Atendendo crianças de 3 a 10 anos, o espaço contempla as comunidades interna e externa. O horário de funcionamento regular é de segunda a sexta-feira, no turno vespertino, das 13h30 às 17h30. No período matutino, o funcionamento depende da programação, que é divulgada previamente.
Entre as atividades desenvolvidas, estão: desenho e pintura (com tinta, lápis de cor e giz de cera); jogos teatrais e de tabuleiro; dança e confecção de brinquedos; contação de histórias e sessões de cinema com pipoca. Durante os eventos, o uso de smartphones é proibido.
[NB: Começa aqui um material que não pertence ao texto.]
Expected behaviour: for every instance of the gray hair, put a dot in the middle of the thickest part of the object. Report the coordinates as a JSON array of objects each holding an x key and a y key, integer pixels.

Desde 2025, o espaço conta com o projeto de extensão Brincarte, coordenado pela professora Giane Lucélia Grotti, visando desenvolver, no Laboratório da Brinquedoteca, um ambiente de interação e socialização, estimulando habilidades sociais e culturais por meio de atividades lúdicas, e contribuir para o desenvolvimento integral da criança.
O campus Floresta, em Cruzeiro do Sul, também conta com uma brinquedoteca, inaugurada em 2025 e coordenada pela professora Adma de Oliveira Martins, com funcionamento de manhã e à tarde, atendendo crianças de 4 a 11 anos.